# Why are precision and recall used in the F1 score, rather than precision and NPV?

In binary classification problems it seems the F1 score is often used as a performance measure. As far as I've understood the idea is to find the best tradeoff between precision and recall. The formula for the F1 score is symmetric in precision and recall. However, (and that's what bothers me) there is an asymmetry between precision and recall. While recall is a property of the classifier that is independent of prior probabilities, precision is a quantity that does depend on the prior probabilities.

Can anyone tell me what's so special about the combination of precision and recall? Why don't we use precision (which is the positive predictive value) and negative predictive value?
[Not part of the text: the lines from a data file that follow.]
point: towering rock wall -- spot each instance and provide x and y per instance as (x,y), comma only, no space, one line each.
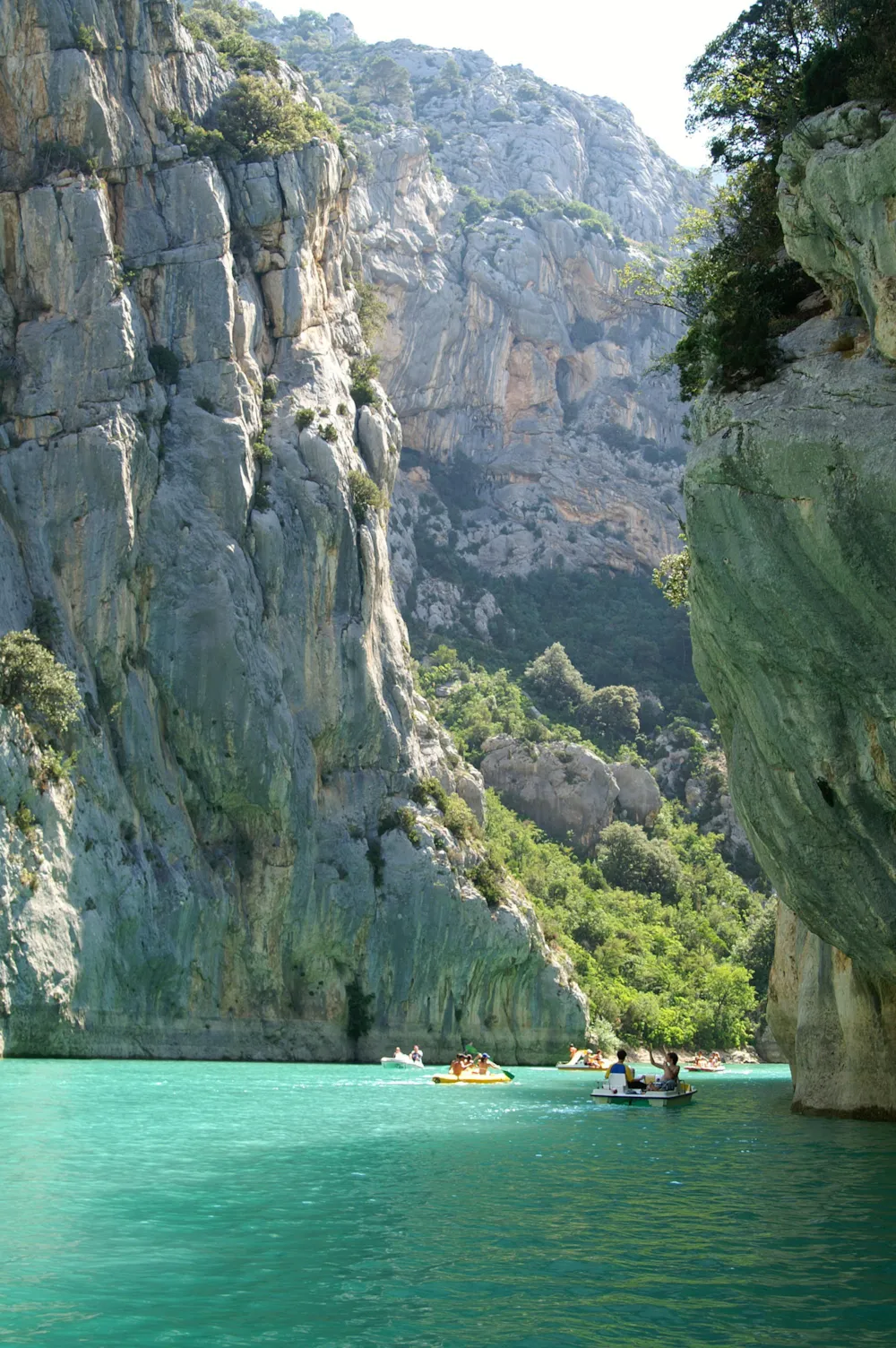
(227,859)
(791,497)
(516,364)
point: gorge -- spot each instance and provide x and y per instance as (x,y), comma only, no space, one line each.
(262,399)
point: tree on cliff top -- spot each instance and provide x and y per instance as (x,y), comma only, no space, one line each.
(778,62)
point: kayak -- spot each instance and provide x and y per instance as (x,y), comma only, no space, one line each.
(472,1078)
(646,1098)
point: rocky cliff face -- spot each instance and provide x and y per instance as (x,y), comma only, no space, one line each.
(227,861)
(534,436)
(791,500)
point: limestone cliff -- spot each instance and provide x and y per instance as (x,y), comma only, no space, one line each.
(227,860)
(791,499)
(515,363)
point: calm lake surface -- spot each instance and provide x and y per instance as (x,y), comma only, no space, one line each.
(219,1205)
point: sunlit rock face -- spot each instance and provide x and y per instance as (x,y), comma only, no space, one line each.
(791,497)
(518,364)
(227,860)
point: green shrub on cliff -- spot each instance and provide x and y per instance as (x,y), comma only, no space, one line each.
(32,678)
(652,971)
(778,62)
(366,495)
(260,120)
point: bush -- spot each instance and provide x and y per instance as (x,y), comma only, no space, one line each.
(34,678)
(491,880)
(430,789)
(630,860)
(366,495)
(260,120)
(363,371)
(407,823)
(460,820)
(165,363)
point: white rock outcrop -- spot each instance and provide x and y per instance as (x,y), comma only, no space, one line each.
(228,861)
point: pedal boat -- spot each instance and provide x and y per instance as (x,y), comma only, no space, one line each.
(401,1059)
(644,1098)
(470,1078)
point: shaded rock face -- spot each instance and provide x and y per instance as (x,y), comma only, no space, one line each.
(566,789)
(791,502)
(228,861)
(515,361)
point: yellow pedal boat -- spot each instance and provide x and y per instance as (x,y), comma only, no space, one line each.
(472,1078)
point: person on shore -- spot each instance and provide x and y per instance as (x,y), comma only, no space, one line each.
(670,1070)
(620,1073)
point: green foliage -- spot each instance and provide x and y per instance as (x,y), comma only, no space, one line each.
(34,678)
(430,789)
(372,312)
(358,1008)
(366,495)
(165,363)
(616,628)
(86,39)
(652,971)
(198,142)
(671,575)
(556,678)
(406,820)
(778,62)
(630,860)
(363,371)
(460,820)
(260,120)
(491,880)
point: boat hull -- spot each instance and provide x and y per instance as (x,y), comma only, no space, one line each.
(448,1078)
(646,1099)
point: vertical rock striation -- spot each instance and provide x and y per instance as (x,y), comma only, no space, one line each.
(791,500)
(228,860)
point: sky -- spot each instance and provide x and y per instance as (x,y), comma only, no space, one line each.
(633,50)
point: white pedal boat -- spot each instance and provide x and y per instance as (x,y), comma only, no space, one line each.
(401,1059)
(644,1098)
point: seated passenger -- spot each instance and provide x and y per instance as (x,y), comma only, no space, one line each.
(670,1070)
(620,1069)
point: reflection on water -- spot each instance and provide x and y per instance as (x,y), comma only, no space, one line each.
(219,1205)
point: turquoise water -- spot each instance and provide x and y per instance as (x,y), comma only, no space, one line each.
(219,1205)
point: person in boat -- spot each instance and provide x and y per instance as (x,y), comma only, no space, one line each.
(621,1069)
(670,1070)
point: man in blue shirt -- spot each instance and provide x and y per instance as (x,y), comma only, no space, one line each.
(621,1076)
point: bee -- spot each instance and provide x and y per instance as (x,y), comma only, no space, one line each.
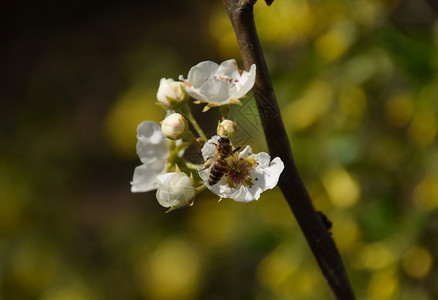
(224,150)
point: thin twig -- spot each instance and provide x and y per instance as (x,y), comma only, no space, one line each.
(316,233)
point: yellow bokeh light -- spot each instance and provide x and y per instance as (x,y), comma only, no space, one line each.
(126,113)
(376,256)
(399,109)
(383,285)
(70,291)
(285,22)
(353,102)
(342,188)
(172,271)
(417,262)
(223,222)
(34,264)
(311,107)
(426,193)
(336,41)
(278,266)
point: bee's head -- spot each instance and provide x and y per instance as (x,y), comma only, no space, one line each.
(224,139)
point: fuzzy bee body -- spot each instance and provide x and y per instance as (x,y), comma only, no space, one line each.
(224,149)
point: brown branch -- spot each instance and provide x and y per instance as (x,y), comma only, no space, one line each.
(316,233)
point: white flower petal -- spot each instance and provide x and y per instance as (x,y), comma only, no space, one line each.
(265,174)
(175,189)
(151,142)
(218,84)
(216,91)
(144,179)
(228,68)
(200,73)
(246,82)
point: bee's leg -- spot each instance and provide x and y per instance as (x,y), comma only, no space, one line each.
(206,164)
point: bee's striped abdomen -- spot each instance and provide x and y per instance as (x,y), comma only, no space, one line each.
(217,171)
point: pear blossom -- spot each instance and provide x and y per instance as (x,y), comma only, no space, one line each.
(226,127)
(153,150)
(248,174)
(174,126)
(171,94)
(218,84)
(175,189)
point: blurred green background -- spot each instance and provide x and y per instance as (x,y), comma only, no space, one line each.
(357,82)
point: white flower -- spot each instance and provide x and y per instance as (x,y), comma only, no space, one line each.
(174,126)
(153,150)
(226,127)
(175,190)
(248,176)
(218,84)
(171,93)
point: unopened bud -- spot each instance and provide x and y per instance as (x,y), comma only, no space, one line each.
(227,128)
(171,93)
(175,190)
(175,126)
F1 score weights precision and recall equally but there are easy generalizations to any case where you consider recall $\beta$ times more important than precision. See https://en.wikipedia.org/wiki/F1_score:

$F_\beta = (1 + \beta^2) \frac{precision \cdot recall}{\beta^2 precision + recall}$

F1 is just a harmonic mean. The simple mean doesn't quite make sense because precision and recall have the same numerators (true positive) but different denominators (test positive, condition positive). So only a harmonic mean makes sense. I don't know if there's more theory to it than that -- the simplest weighted mean that make sense.

I think I get the gist of your point, which I paraphrase to refer to the fact that precision has "test positive" in the denominator so is quite sensitive to how much the classifier marks positive. For this reason you don't so often see, for example, precision-recall curves. You see ROC curves which are recall-specificity curves (true positive rate vs false positive rate).
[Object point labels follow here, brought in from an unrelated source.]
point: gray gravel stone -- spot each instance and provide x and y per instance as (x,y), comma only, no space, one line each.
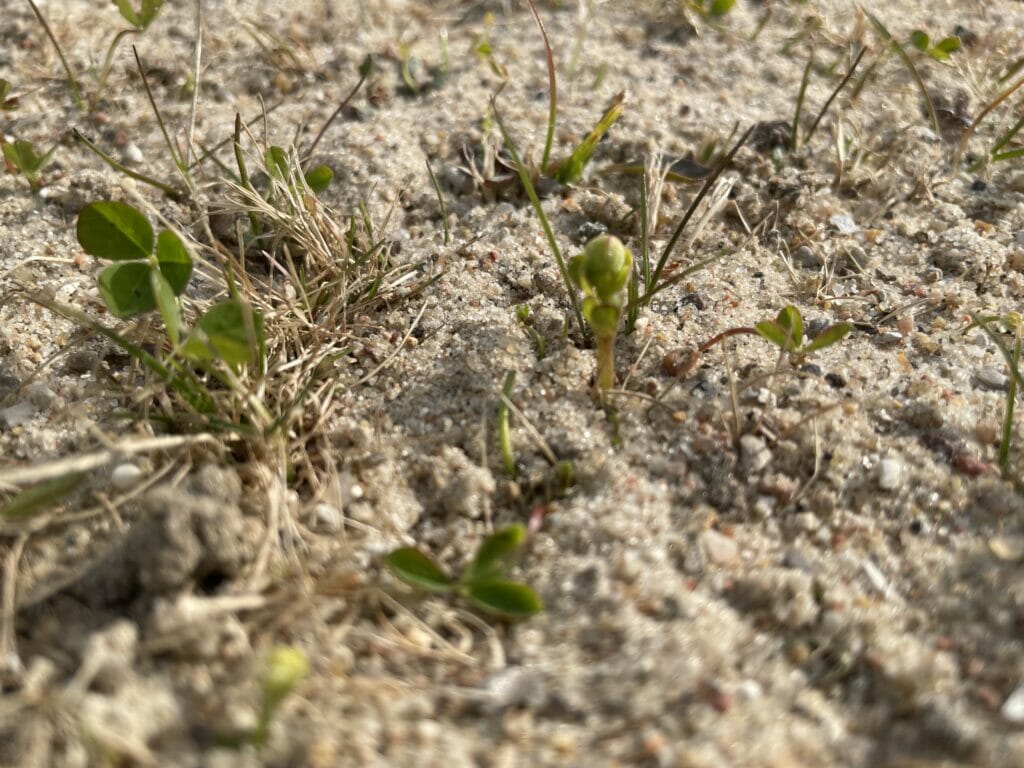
(890,473)
(991,378)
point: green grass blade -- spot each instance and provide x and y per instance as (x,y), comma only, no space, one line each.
(30,501)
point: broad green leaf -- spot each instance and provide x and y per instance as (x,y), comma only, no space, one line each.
(503,597)
(416,568)
(31,500)
(320,178)
(276,163)
(495,553)
(920,40)
(773,332)
(128,13)
(23,156)
(150,11)
(829,336)
(127,290)
(174,260)
(223,333)
(167,303)
(115,230)
(721,7)
(790,321)
(571,168)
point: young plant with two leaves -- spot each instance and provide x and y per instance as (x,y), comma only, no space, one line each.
(483,583)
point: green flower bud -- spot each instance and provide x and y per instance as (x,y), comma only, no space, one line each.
(604,268)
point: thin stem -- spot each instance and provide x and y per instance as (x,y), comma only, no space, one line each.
(179,164)
(552,89)
(197,71)
(334,116)
(605,378)
(104,73)
(527,184)
(440,202)
(1008,414)
(804,81)
(170,192)
(725,335)
(981,116)
(76,92)
(504,433)
(705,188)
(846,79)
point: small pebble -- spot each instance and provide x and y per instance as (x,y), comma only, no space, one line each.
(1009,548)
(796,559)
(755,453)
(7,385)
(890,474)
(1013,708)
(720,549)
(16,415)
(991,378)
(133,155)
(82,361)
(328,516)
(844,223)
(41,395)
(125,476)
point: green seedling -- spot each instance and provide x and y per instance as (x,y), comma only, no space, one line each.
(602,273)
(152,272)
(139,18)
(569,171)
(484,49)
(711,8)
(786,332)
(22,156)
(942,49)
(525,318)
(440,203)
(286,668)
(483,582)
(998,151)
(8,102)
(504,432)
(894,45)
(31,501)
(1011,323)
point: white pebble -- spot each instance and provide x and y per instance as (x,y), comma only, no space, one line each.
(1013,708)
(890,474)
(720,549)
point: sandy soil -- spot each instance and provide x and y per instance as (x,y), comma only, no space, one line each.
(776,565)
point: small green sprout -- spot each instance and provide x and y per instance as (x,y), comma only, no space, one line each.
(483,582)
(602,273)
(152,272)
(504,433)
(941,51)
(569,171)
(286,668)
(786,332)
(30,501)
(525,318)
(22,155)
(7,101)
(1011,323)
(711,8)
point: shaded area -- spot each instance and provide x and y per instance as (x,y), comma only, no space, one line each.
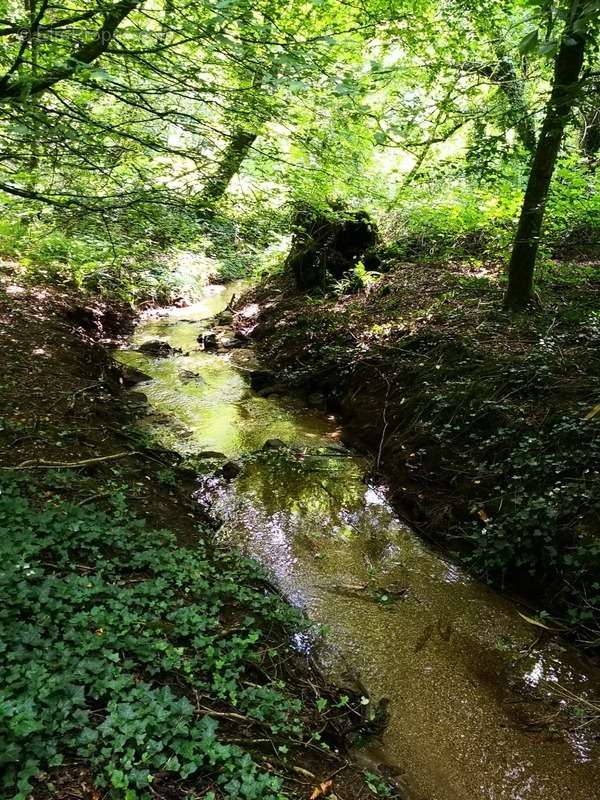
(474,704)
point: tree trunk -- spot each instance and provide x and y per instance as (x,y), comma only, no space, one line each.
(233,155)
(567,69)
(590,141)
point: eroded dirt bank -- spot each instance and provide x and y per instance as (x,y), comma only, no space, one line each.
(69,449)
(485,426)
(478,703)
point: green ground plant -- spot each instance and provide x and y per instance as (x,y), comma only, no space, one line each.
(114,639)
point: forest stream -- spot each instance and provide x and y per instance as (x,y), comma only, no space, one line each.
(474,689)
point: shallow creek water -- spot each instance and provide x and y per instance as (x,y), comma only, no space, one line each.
(463,671)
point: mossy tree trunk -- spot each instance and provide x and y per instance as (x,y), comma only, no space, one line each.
(567,69)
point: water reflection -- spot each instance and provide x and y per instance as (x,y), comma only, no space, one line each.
(464,673)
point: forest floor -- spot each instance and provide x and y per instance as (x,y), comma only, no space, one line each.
(140,659)
(486,426)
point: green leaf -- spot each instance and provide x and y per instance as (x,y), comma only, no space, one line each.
(529,42)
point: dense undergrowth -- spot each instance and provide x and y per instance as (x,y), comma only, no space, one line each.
(487,425)
(157,668)
(142,259)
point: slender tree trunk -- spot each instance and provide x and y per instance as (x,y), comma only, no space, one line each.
(590,141)
(234,154)
(567,69)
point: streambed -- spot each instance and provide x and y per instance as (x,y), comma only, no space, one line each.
(463,671)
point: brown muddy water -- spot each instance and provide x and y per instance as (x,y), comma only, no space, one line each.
(477,695)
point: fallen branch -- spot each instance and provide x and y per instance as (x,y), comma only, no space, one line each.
(37,463)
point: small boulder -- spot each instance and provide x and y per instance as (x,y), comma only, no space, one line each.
(225,317)
(130,376)
(232,344)
(187,376)
(157,349)
(274,444)
(209,341)
(230,470)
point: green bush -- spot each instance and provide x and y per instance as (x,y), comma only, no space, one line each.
(108,630)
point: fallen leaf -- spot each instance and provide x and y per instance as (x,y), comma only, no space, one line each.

That's closer to what you suggest but you're suggesting PPV vs NPV. Sure that could be valid depending on your use case, but I think the argument tends to cut the other way, to recall-specificity instead, not precision-NPV.

If it is purely a binary classification problem (class A vs. class B), then the benefit of the F-score is primarily for characterizing performance over an unbalanced data set (more instances of one class than the other) and your question/concern is more relevant. The Wikipedia page for F-score states

"Note, however, that the F-measures do not take the true negatives into account, and that measures such as the Phi coefficient, Matthews correlation coefficient, Informedness or Cohen's kappa may be preferable to assess the performance of a binary classifier."

But if the classifier is intended to be a detector, one is usually more interested in performance with respect to the target class (Positive) than the non-target class (Negative). Furthermore, the target is often the one that is under-represented in the data set. In that context, I think it is more intuitive to want to know what fraction of targets are detected (recall) and how reliable/confident each detection is (precision). While knowing how good the detector is at not detecting non-targets (negative predictive value) can have value, it is not a very insightful quantity to deal with when trying to characterize the performance of a target detector with an imbalanced data set.

In short, the F-score tuning parameter ($\beta$) provides a more intuitive way to balance the importance of detecting all the targets (high recall) with the importance of having detections with high confidence (high precision). Note also that the F-score can be written in terms of Type I and Type II errors (see the Wikipedia link above).